WICG / private-network-access

https://wicg.github.io/private-network-access/
Other
52 stars 21 forks source link

Timing attacks #41

Open jonathanKingston opened 3 years ago

jonathanKingston commented 3 years ago

Even if #21 is removed, I think the website may be able to deduce when it's served 'locally' through ssh tunnel, fiddler etc.

A public website served locally could:

As part of the non-normative text, it may be worth mentioning that user agents should allow the user to override this protection. (potentially linking to the feature being added to WebDriver to be exposed as user flags / prefs etc)

jschuh commented 3 years ago

Even if #21 is removed, I think the website may be able to deduce when it's served 'locally' through ssh tunnel, fiddler etc.

I may be missing something, but it doesn't seem like the proposal introduces any unique risk regarding locally configured proxies (what you refer to as being "served 'locally'"). That is, an attacker may still be able to leak some network information due to errors/discrepancies in the handling of different protocols/hosts (e.g. inconsistent DNS/HTTP[S] handling, PAC rule differences, timing differentials, etc.).

That's not to dismiss these risks.
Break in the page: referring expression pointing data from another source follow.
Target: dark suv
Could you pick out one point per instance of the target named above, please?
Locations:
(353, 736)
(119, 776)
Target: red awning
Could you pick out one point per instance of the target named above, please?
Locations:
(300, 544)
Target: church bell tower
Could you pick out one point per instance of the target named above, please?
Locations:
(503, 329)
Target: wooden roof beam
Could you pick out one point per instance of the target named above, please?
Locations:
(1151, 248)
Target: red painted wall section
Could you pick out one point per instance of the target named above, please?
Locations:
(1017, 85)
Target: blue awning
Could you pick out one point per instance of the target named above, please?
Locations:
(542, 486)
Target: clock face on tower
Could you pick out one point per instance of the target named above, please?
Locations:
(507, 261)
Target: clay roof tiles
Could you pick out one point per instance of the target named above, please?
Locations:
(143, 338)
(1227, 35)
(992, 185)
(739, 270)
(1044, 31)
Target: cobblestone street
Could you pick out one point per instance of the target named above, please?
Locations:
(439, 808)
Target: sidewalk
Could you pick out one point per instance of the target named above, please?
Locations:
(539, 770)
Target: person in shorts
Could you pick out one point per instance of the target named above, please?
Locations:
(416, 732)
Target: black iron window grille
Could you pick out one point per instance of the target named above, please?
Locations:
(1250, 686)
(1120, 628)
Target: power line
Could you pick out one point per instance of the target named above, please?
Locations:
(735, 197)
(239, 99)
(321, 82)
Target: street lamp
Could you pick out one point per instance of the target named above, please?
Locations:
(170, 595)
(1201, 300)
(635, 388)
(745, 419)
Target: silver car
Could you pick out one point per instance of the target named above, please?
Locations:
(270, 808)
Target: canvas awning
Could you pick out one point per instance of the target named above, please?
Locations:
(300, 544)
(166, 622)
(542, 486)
I'm just not understanding how the risks could be exacerbated by the partitioning of private and public hosts. Rather, it seems clear that the potential for such leakage would be dramatically reduced by this partitioning.

As part of the non-normative text, it may be worth mentioning that user agents should allow the user to override this protection. (potentially linking to the feature being added to WebDriver to be exposed as user flags / prefs etc)
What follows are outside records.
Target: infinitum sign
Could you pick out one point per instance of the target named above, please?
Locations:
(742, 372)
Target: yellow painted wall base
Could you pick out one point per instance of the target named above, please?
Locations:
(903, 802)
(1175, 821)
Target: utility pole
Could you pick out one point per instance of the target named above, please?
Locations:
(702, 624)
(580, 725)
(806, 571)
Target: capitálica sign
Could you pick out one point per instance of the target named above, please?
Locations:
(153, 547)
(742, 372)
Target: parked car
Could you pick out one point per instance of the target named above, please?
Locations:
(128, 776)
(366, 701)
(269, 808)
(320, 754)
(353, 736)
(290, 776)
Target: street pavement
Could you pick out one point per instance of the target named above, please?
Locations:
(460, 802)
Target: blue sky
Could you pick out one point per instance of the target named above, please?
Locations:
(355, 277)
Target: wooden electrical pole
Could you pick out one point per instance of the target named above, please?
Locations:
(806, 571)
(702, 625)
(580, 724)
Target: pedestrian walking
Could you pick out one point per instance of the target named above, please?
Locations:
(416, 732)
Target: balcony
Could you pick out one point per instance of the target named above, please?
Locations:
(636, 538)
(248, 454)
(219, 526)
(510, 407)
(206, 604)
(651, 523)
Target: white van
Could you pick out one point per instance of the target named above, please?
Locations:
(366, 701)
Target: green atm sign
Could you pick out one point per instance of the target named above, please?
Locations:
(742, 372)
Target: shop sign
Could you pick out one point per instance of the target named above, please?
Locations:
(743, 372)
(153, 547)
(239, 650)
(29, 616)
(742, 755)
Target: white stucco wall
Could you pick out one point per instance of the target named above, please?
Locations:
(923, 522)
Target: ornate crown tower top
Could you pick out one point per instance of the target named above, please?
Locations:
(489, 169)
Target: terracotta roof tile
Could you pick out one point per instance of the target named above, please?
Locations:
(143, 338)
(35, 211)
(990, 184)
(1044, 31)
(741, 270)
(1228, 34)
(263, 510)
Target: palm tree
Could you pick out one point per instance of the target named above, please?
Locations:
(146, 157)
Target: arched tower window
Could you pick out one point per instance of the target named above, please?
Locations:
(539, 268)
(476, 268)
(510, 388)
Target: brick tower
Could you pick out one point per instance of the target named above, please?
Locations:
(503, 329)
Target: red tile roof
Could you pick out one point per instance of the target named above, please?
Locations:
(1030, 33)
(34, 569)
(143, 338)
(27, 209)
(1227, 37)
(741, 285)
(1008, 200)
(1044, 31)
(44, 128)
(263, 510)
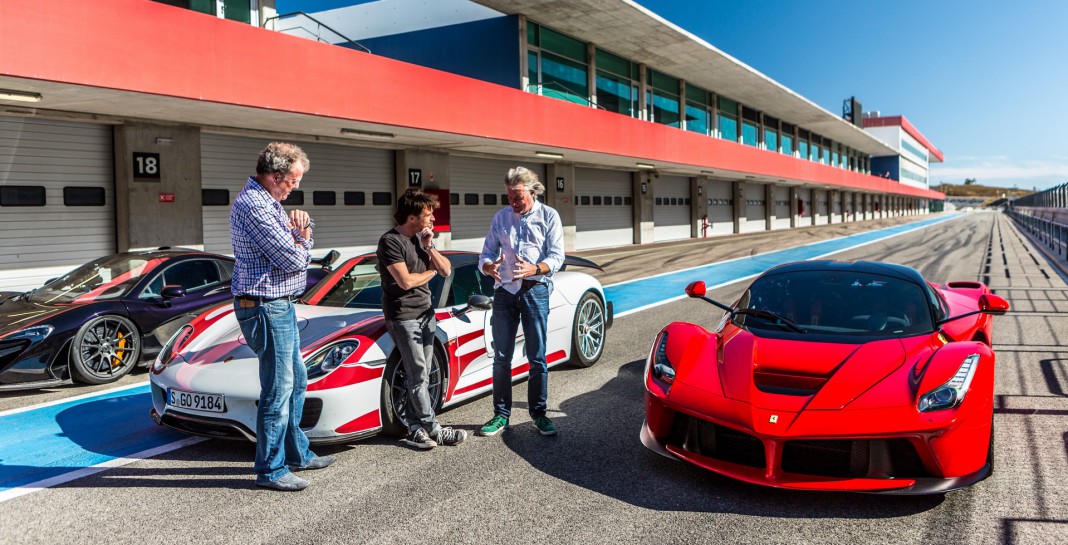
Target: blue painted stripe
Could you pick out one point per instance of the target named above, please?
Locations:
(48, 441)
(57, 439)
(650, 291)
That's a good point. In addition to development and testing needs, managed enterprises will also have need of client policies for selectively controlling how this protection is applied to legacy systems that (at least initially) won't be able to support the necessary CORS logic.
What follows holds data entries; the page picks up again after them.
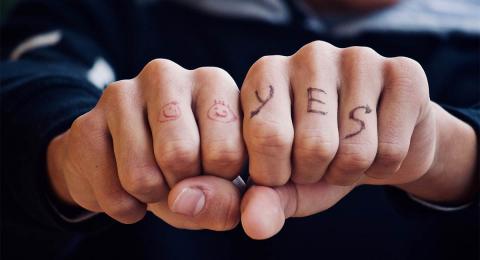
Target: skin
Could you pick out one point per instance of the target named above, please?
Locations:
(139, 149)
(317, 124)
(379, 128)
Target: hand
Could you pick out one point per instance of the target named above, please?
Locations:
(326, 119)
(141, 147)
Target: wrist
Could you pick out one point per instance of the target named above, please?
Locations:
(55, 158)
(451, 178)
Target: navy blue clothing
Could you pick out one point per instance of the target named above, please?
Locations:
(46, 89)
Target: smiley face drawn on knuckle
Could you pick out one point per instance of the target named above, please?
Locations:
(170, 111)
(221, 112)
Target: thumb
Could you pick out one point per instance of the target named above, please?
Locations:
(201, 202)
(264, 209)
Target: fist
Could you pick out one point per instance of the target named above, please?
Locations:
(146, 143)
(326, 119)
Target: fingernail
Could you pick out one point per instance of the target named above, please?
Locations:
(189, 202)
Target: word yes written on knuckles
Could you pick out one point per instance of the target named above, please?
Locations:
(313, 103)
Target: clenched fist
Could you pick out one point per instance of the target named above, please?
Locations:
(146, 143)
(326, 119)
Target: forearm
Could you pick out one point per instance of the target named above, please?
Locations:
(453, 176)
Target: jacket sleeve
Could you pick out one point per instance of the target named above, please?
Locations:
(56, 57)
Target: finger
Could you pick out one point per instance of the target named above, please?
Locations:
(138, 171)
(100, 170)
(268, 128)
(264, 209)
(361, 86)
(399, 110)
(314, 83)
(176, 140)
(218, 113)
(201, 202)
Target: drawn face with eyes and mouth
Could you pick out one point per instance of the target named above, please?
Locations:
(170, 111)
(221, 112)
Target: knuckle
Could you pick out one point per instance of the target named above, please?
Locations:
(83, 125)
(143, 179)
(212, 73)
(390, 154)
(359, 53)
(267, 62)
(222, 156)
(354, 158)
(232, 214)
(177, 154)
(123, 208)
(315, 47)
(116, 93)
(316, 148)
(159, 66)
(407, 75)
(271, 137)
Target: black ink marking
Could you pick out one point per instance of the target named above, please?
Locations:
(312, 100)
(361, 122)
(262, 101)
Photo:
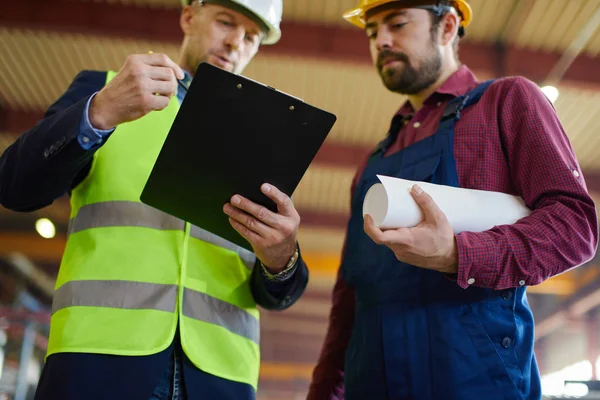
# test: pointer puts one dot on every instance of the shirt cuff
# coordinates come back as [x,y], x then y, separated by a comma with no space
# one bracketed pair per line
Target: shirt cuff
[477,264]
[88,136]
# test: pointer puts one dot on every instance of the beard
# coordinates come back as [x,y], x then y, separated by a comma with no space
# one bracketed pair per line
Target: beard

Seems like it's worth providing some non-normative text highlighting UA freedom to implement alternative configuration mechanisms for exactly these kinds of scenarios.

jonathanKingston commented 3 years ago

I may be missing something, but it doesn't seem like the proposal introduces any unique risk regarding locally configured proxies (what you refer to as being "served 'locally'"). That is, an attacker may still be able to leak some network information due to errors/discrepancies in the handling of different protocols/hosts (e.g. inconsistent DNS/HTTP[S] handling, PAC rule differences, timing differentials, etc.).

That's not to dismiss these risks. I'm just not understanding how the risks could be exacerbated by the partitioning of private and public hosts. Rather, it seems clear that the potential for such leakage would be dramatically reduced by this partitioning.

Right for most users this is likely to be a drastic improvement of privacy and security.

I was looking at specifically: What information from the underlying platform, e.g. configuration data, is exposed by this specification to an origin?

Websites may be able to deduce they are served locally already, however once user agents implement this spec:

jschuh commented 3 years ago

A site that is proxied locally may still be able to access local resources (127.0.0.1 etc) as the page is still considered "local".

Ah, I think I see. This is about running a proxy on localhost where the browser sees the proxy as the terminating host endpoint, rather than the remote destination host. I was confused given that the far more common end-user scenario involves a transparent forward proxy, where the browser sees the remote destination host as the terminating endpoint (e.g. typical client "security" software, a standard Fiddler setup, SOCKSv5 over an SSH tunnel), in which case this shouldn't expose any new information.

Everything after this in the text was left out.